During the 1960 Olympic Games cycling competition, Danish cyclist Knud Enemark Jensen died following a crash. The immediate cause of death was a fractured skull, but when an autopsy revealed traces of amphetimines in his blood, it was widely held (though subsequent analysis cast doubt on this) that doping was a contributing factor, if not the ultimate cause, of his death.[1] As a result, there was considerable pressure on sports organizations to adopt measures to combat the use of drugs in sports, if for no other reason than to protect the health of the athletes.

After drawing up a list of banned substances, the IOC first began full scale drug testing at the 1972 Olympics in Munich. Throughout the 1970s and 1980s there were suspicians of large scale state sponsored doping programs involving a number of countries. These suspicians were substantiated in the case of the former German Democratic Republic, thus revealing the full extent of the problem facing the Games, and sport as a whole.

Another problem was the fact that the IOC only has jurisdiction during the Games themselves. Without the cooperation of the affiliated International Federations (IFs) throughout the rest of the year, and between Olympiads, those athletes who resorted to banned substances in an attempt to gain a performance edge could simply design their doping programs around the schedule of the testers. In addition, until the late 1990s, even in those cases where the IF was involved in the antidoping fight, when an athlete tested positive for a banned substance the matter was turned over to the athlete's National Governing Body (NGB) for disposal. In many cases, the NGB was reluctant to take meaningful action against one of their star athletes. To do so, in some cases, would even jeopardize their funding.

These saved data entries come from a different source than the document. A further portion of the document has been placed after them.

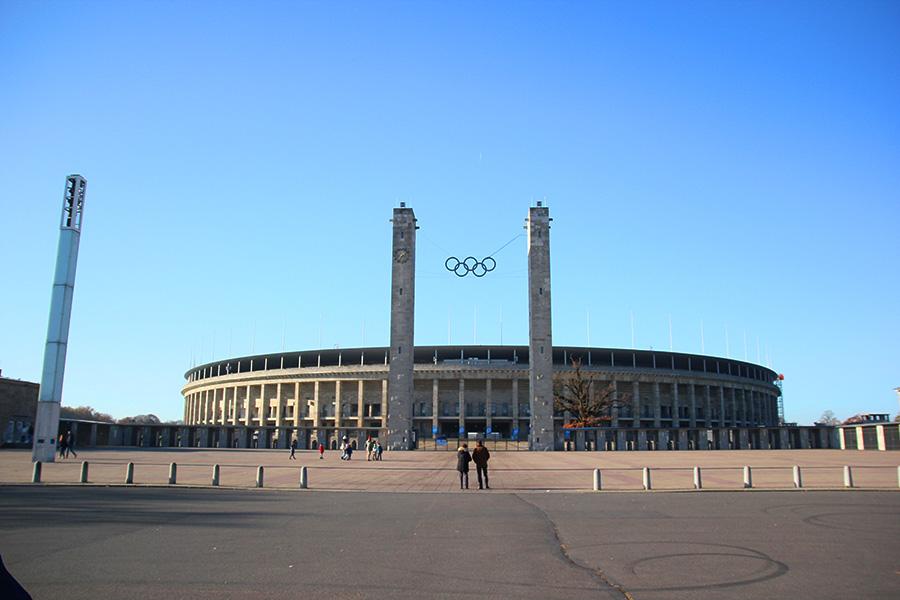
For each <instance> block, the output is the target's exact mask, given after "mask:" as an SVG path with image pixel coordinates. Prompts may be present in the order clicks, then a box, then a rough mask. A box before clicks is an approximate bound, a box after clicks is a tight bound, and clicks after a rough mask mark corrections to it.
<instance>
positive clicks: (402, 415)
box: [387, 202, 417, 450]
mask: <svg viewBox="0 0 900 600" xmlns="http://www.w3.org/2000/svg"><path fill="white" fill-rule="evenodd" d="M391 221H392V222H393V224H394V236H393V244H392V248H391V250H392V251H391V265H392V266H391V349H390V361H391V362H390V367H389V371H388V409H387V411H388V412H387V427H388V439H387V447H388V449H390V450H410V449H411V448H413V438H412V435H413V426H412V414H413V354H414V351H415V348H414V346H413V343H414V336H413V327H414V322H415V306H416V229H417V227H416V216H415V214H413V210H412V209H411V208H406V203H405V202H401V203H400V208H395V209H394V218H393V219H391Z"/></svg>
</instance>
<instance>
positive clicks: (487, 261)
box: [444, 256, 497, 277]
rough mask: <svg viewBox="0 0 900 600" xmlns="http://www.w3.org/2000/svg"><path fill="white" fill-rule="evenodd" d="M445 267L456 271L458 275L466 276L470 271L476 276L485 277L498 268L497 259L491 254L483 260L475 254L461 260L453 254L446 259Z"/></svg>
mask: <svg viewBox="0 0 900 600" xmlns="http://www.w3.org/2000/svg"><path fill="white" fill-rule="evenodd" d="M451 265H452V266H451ZM444 267H445V268H446V269H447V270H448V271H453V272H454V273H456V276H457V277H465V276H466V275H468V274H469V273H471V274H472V275H474V276H475V277H484V276H485V275H487V274H488V273H490V272H491V271H493V270H494V269H495V268H497V261H496V260H494V259H493V258H492V257H490V256H486V257H484V258H482V259H481V260H478V259H477V258H475V257H474V256H467V257H466V258H465V260H459V259H458V258H456V257H455V256H451V257H450V258H448V259H447V260H446V261H444Z"/></svg>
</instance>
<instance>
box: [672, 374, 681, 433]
mask: <svg viewBox="0 0 900 600" xmlns="http://www.w3.org/2000/svg"><path fill="white" fill-rule="evenodd" d="M672 427H674V428H676V429H677V428H679V427H681V408H680V407H679V406H678V382H677V381H673V382H672Z"/></svg>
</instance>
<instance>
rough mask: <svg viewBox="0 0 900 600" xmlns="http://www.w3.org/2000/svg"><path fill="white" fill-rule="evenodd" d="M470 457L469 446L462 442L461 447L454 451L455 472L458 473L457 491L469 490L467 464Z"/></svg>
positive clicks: (468, 477) (471, 457)
mask: <svg viewBox="0 0 900 600" xmlns="http://www.w3.org/2000/svg"><path fill="white" fill-rule="evenodd" d="M470 462H472V457H471V456H470V455H469V445H468V444H466V443H465V442H463V445H462V446H460V447H459V449H458V450H457V451H456V470H457V471H459V489H463V485H465V489H469V463H470Z"/></svg>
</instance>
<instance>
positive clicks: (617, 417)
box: [610, 375, 619, 427]
mask: <svg viewBox="0 0 900 600" xmlns="http://www.w3.org/2000/svg"><path fill="white" fill-rule="evenodd" d="M612 378H613V379H612V382H611V383H612V385H613V403H615V402H618V401H619V387H618V383H617V382H616V380H615V375H612ZM610 417H612V422H611V423H610V424H611V425H612V426H613V427H618V426H619V407H618V406H613V409H612V410H611V411H610Z"/></svg>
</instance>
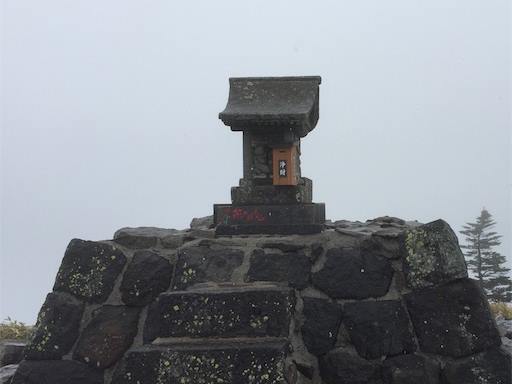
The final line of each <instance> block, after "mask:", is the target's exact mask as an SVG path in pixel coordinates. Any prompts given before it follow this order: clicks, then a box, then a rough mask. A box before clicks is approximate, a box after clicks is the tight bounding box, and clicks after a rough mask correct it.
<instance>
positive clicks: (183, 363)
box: [113, 342, 294, 384]
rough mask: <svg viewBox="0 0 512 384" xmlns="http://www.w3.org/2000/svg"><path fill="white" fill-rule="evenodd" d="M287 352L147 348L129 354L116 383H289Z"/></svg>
mask: <svg viewBox="0 0 512 384" xmlns="http://www.w3.org/2000/svg"><path fill="white" fill-rule="evenodd" d="M287 352H288V348H287V345H286V343H283V342H273V343H265V344H262V343H232V344H204V343H201V344H192V345H181V346H179V345H177V346H165V347H164V346H162V347H153V348H152V349H148V348H146V349H141V350H136V351H133V352H130V353H128V356H127V358H126V362H125V364H124V367H123V368H122V369H120V370H119V371H118V372H116V375H115V377H114V380H113V383H114V384H131V383H134V384H135V383H136V384H155V383H169V384H181V383H190V384H192V383H194V384H195V383H205V384H206V383H215V384H217V383H224V384H242V383H248V384H250V383H253V384H267V383H268V384H270V383H272V384H286V383H287V382H286V378H285V358H286V355H287ZM290 384H294V383H293V382H292V383H290Z"/></svg>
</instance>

The problems were highlighted in the Summer of 1998 when a routine checkpoint at an out of the way border crossing uncovered a large quantity of Erythropoietin (EPO) and other prohibited substances being transported in a Team Festina car at the Tour de France. Several riders and team support crew were charged with doping. But the incident highlighted the fact that doping was widespread and that the users of banned substances were not being detected by the antidoping procedures then in place.

Following these events, a major reappraisal took place regarding the role of public authorities in the antidoping fight. The IOC convened the World Conference on Doping in Sport in 1999 in order to address a wide range of problems and possible solutions. As a result of this Conference, the World Anti-Doping Agency (WADA) was established later in the year to develop uniform policies and procedures and generally to coordinate the antidoping fight.

Notes

  1. In an article published in the journal Sport in History (Volume 25, Issue 3, December 2005) in which Jensen's death at the 1960 Rome Olympic Games is examined, author Verner Møller states: "While evidence suggests that the incident did prove something of a catalyst for firming up anti-doping policy, it will be shown here that the oft-repeated claim that Jensen's death was doping-related is in fact unfounded."